Cups awaiting guest for a tea party.

These are the strangest of times. It hit me last night, as I was knitting Easter eggs, right now we don't know what we can look forward to? Pulling up my March/April calendar I found myself deleting event after event. 

The change began two weeks ago as our only winter getaway was cancelled.  This Sunday was supposed to be my husband's ordination and the house was to be filled with family and friends.   The long awaited wedding of the daughter of a life long friend....cancelled because no more than ten can gather. Birthday parties, sporting events, graduations, grandparents' day at schools, church and maybe even Easter Sunday service, celebrations of births and even farewells at funerals will not be held.
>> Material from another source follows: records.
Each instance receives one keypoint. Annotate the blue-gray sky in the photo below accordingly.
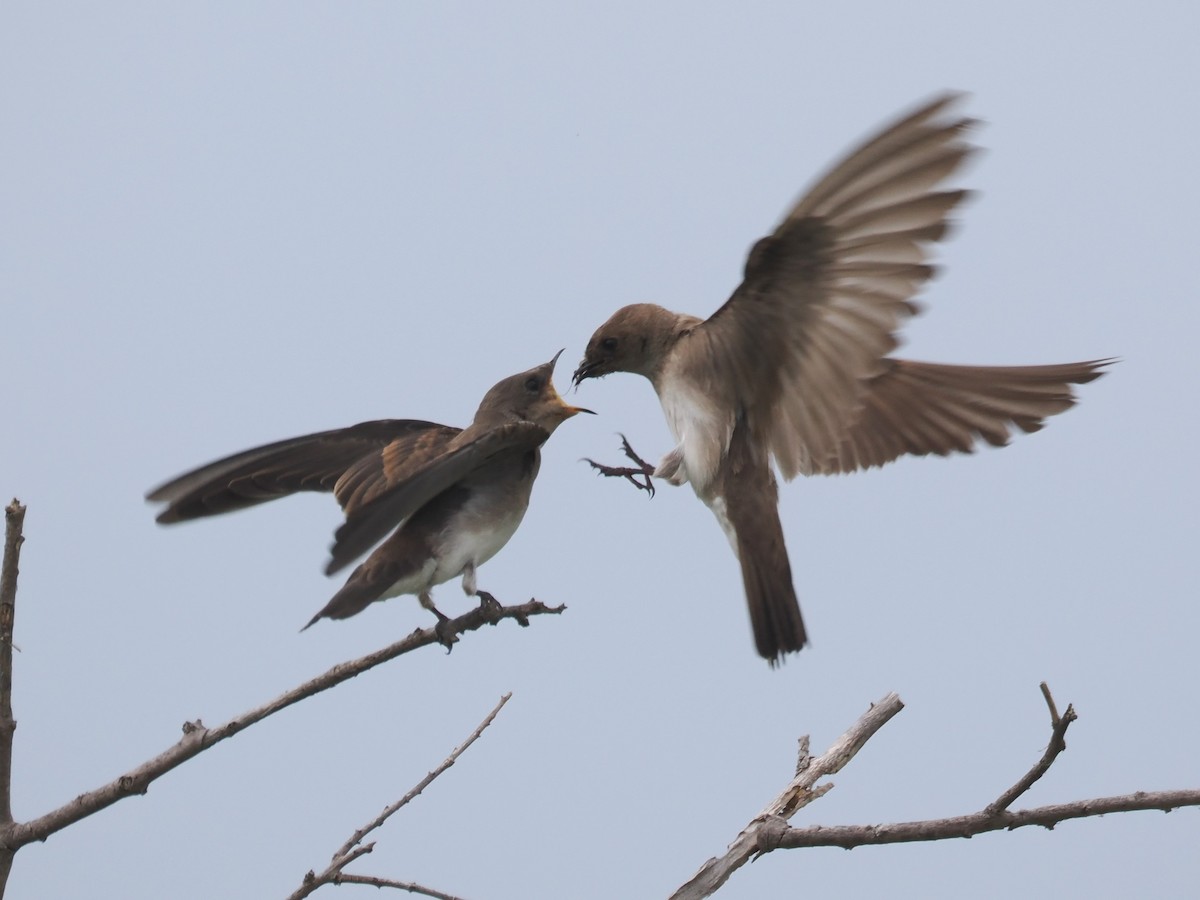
(228, 223)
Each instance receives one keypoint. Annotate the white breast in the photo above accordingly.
(700, 427)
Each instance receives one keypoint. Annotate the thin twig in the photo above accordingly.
(412, 887)
(936, 829)
(351, 851)
(13, 537)
(15, 522)
(425, 781)
(1059, 726)
(762, 833)
(198, 738)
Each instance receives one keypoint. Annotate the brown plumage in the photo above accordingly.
(451, 498)
(795, 366)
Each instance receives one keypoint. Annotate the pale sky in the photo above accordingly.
(228, 223)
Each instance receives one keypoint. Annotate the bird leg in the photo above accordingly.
(447, 637)
(642, 471)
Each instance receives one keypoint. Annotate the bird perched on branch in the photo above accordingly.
(451, 498)
(795, 366)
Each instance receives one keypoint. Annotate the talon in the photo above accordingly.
(639, 475)
(447, 637)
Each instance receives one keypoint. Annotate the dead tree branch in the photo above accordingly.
(769, 831)
(198, 738)
(353, 849)
(799, 792)
(15, 522)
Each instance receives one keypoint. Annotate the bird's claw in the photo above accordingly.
(639, 475)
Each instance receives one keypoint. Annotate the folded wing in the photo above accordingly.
(924, 408)
(371, 521)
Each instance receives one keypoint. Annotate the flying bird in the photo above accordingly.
(451, 498)
(795, 366)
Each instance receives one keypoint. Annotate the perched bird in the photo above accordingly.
(795, 366)
(451, 497)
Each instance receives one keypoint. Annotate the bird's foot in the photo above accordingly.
(490, 605)
(444, 630)
(637, 475)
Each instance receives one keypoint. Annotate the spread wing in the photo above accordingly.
(798, 342)
(923, 408)
(358, 463)
(371, 521)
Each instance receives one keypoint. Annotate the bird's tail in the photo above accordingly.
(748, 508)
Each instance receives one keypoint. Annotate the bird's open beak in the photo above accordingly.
(583, 371)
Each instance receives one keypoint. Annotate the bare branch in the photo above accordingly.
(198, 738)
(981, 822)
(15, 522)
(763, 831)
(348, 852)
(409, 886)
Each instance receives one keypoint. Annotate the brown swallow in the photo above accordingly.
(451, 498)
(795, 366)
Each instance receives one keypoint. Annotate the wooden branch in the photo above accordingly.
(936, 829)
(761, 833)
(409, 886)
(1059, 726)
(15, 522)
(769, 831)
(198, 738)
(353, 849)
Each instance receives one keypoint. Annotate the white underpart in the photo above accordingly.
(701, 433)
(468, 541)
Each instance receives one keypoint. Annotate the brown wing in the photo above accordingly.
(313, 462)
(822, 297)
(751, 511)
(371, 521)
(923, 408)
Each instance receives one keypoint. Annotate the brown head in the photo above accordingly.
(528, 396)
(636, 340)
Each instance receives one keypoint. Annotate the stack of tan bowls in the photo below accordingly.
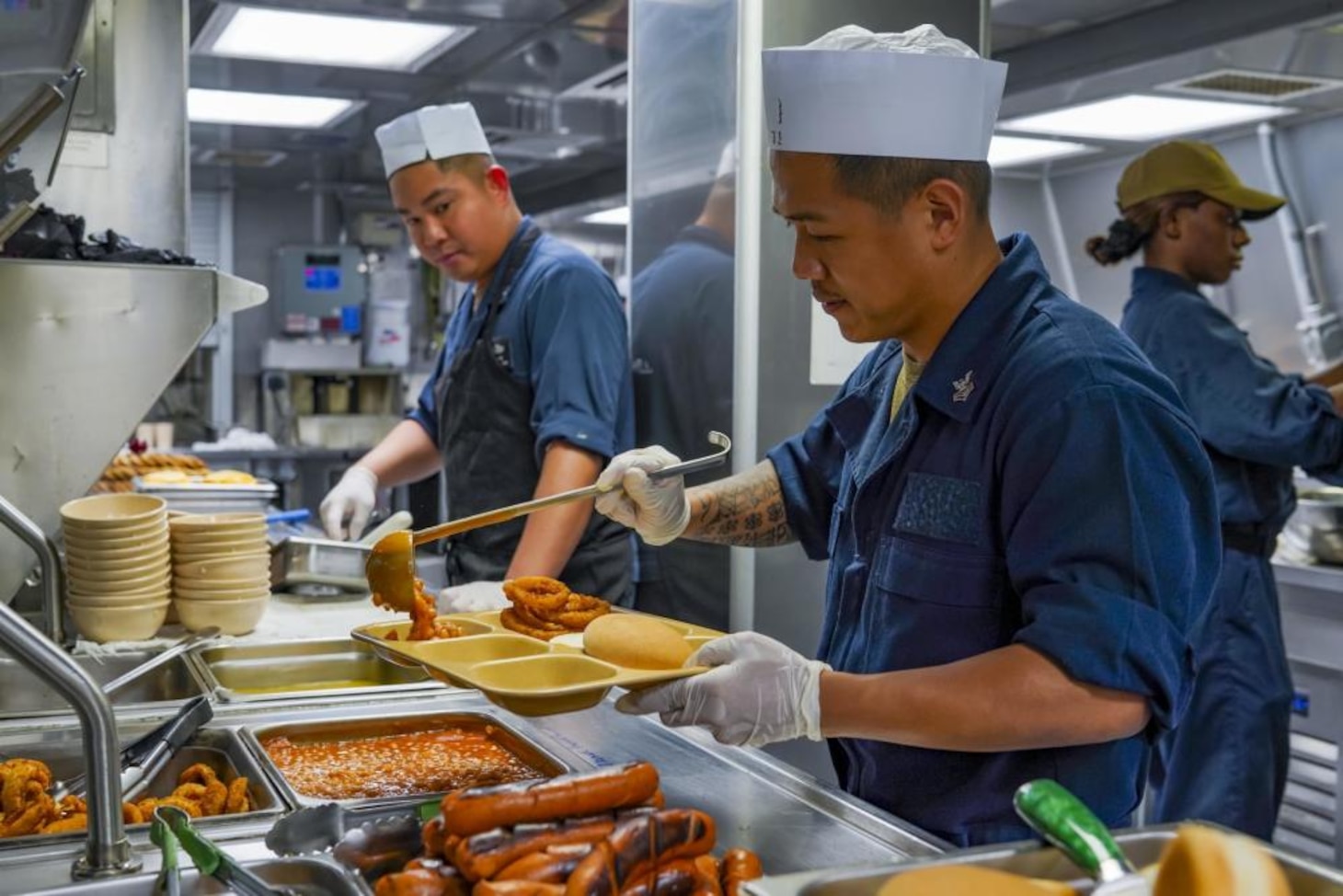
(117, 566)
(221, 565)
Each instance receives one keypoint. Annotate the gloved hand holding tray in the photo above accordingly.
(524, 674)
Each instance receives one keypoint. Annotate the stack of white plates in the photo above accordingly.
(221, 565)
(117, 566)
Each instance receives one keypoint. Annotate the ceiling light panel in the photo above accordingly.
(1007, 152)
(320, 40)
(265, 109)
(1141, 119)
(615, 216)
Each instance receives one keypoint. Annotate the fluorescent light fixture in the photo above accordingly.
(321, 40)
(263, 109)
(614, 216)
(1004, 152)
(1143, 117)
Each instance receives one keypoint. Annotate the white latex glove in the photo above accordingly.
(657, 511)
(472, 597)
(761, 692)
(352, 500)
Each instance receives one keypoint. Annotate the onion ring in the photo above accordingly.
(510, 619)
(580, 610)
(537, 592)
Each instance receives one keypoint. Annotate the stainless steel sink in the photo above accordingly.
(23, 695)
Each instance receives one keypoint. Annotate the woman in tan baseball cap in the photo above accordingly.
(1186, 210)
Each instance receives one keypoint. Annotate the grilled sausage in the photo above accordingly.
(479, 809)
(516, 888)
(488, 854)
(711, 875)
(679, 878)
(637, 846)
(739, 866)
(552, 866)
(419, 881)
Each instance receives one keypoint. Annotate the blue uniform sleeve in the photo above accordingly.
(1112, 569)
(810, 465)
(426, 408)
(580, 361)
(1241, 403)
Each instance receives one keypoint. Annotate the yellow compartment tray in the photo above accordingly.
(524, 674)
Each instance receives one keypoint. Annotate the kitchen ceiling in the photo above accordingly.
(534, 69)
(546, 78)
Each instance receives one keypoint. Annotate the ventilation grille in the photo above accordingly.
(241, 157)
(612, 85)
(1243, 84)
(1308, 819)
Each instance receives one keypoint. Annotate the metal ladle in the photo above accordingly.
(391, 565)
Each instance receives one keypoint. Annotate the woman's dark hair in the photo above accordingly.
(1133, 228)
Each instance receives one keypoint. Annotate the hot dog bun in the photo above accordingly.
(1202, 861)
(958, 880)
(636, 641)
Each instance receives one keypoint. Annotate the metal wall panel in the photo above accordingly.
(143, 191)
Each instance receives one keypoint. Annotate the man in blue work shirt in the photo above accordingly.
(681, 327)
(531, 394)
(1183, 206)
(1019, 517)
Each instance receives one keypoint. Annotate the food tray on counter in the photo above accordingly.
(527, 752)
(301, 669)
(1143, 846)
(222, 750)
(522, 673)
(301, 876)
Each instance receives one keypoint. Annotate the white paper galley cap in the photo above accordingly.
(431, 132)
(913, 94)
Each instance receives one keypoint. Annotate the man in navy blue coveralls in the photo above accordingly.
(532, 390)
(1183, 207)
(1018, 516)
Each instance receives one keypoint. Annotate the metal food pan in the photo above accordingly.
(1143, 846)
(301, 560)
(545, 764)
(212, 499)
(327, 668)
(222, 750)
(305, 876)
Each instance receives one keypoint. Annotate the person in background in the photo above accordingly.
(532, 391)
(683, 324)
(1018, 515)
(1185, 209)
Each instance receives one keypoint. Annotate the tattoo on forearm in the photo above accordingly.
(746, 511)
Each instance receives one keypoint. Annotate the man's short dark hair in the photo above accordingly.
(890, 183)
(473, 166)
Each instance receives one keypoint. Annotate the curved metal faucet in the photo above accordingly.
(108, 852)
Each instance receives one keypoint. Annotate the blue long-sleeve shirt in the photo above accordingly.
(1256, 422)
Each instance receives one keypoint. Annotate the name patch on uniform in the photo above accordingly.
(501, 352)
(940, 507)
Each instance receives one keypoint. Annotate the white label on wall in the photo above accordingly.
(832, 358)
(85, 149)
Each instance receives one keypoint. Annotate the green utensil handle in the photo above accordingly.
(203, 852)
(1066, 822)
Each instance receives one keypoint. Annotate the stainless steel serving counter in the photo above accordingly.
(793, 821)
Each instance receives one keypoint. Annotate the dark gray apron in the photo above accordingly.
(489, 457)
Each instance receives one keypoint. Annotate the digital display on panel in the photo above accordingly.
(324, 280)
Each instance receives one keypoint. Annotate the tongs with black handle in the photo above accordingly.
(143, 759)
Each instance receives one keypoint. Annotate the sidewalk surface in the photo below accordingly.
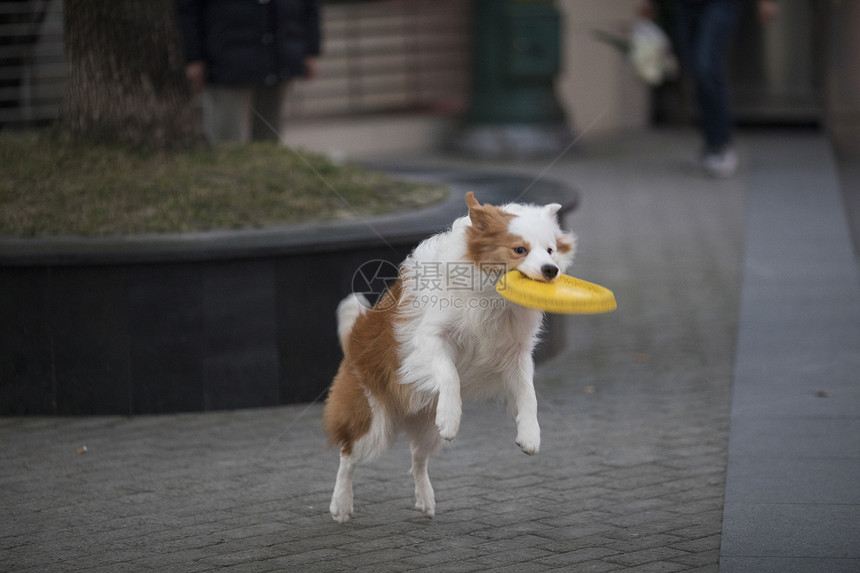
(636, 417)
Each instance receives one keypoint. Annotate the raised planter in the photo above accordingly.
(204, 321)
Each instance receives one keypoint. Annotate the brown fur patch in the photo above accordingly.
(488, 241)
(370, 364)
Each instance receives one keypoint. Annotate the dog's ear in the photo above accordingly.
(471, 202)
(552, 208)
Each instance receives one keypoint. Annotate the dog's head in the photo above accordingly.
(522, 237)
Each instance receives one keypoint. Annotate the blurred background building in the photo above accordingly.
(396, 75)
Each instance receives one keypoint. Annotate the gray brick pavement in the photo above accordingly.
(634, 420)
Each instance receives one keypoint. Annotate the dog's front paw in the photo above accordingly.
(426, 505)
(341, 508)
(529, 441)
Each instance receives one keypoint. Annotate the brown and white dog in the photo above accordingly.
(441, 335)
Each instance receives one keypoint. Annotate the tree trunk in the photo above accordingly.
(126, 81)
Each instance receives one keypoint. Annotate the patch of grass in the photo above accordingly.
(52, 186)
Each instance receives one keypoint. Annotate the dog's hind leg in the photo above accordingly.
(377, 439)
(425, 440)
(521, 397)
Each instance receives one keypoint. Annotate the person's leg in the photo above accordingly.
(226, 113)
(718, 21)
(267, 112)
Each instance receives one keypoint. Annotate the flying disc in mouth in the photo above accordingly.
(565, 295)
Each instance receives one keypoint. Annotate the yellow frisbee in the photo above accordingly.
(565, 295)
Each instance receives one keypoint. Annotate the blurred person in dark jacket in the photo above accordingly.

No one knows when dates can once again be put on our calendars.

God's Word tells us that no one, but the Father, knows when Jesus will return, but it's a given. We can definitely look forward to that day and in the mean time we need not grow anxious, but trust in the Lord and his plan.

Heaven and earth will pass away, but my words will not pass away. “But concerning that day and hour no one knows, not even the angels of heaven, nor the Son, but the Father only. For as were the days of Noah, so will be the coming of the Son of Man." 
Matthew 24:35-37

A reader just emailed with a great question. what does Jesus mean that "heaven and earth will pass away"?  She wrote, "I thought believers were going to heaven?"

Here is a Biblically based answer from GotQuestions.org.
Answer: The Bible consistently warns us that this world will not last forever. “Heaven and earth will pass away,” Jesus said in Matthew 24:35. His statement was in the context of end times’ prophecies and the eternal nature of Jesus’ words: “My words will never pass away.” This means that trusting Jesus is wiser than trusting anything in this world.

Jesus also refers to the passing away of heaven and earth in Matthew 5:18. In Revelation 21:1, John writes of a new heaven and a new earth in the eternal state, having seen that “the first heaven and the first earth had passed away” (cf. Isaiah 65:17 and 2 Peter 3:13). To “pass away” is to disappear or be no more. This refers to the physical heaven and earth—the material world and all it contains—but not to the spirits/souls of the inhabitants of those places. Scripture is clear that people will outlast the current material universe, some in a state of eternal bliss and some in a state of eternal misery, and that the current universe will be replaced by another that will never know the contamination of sin.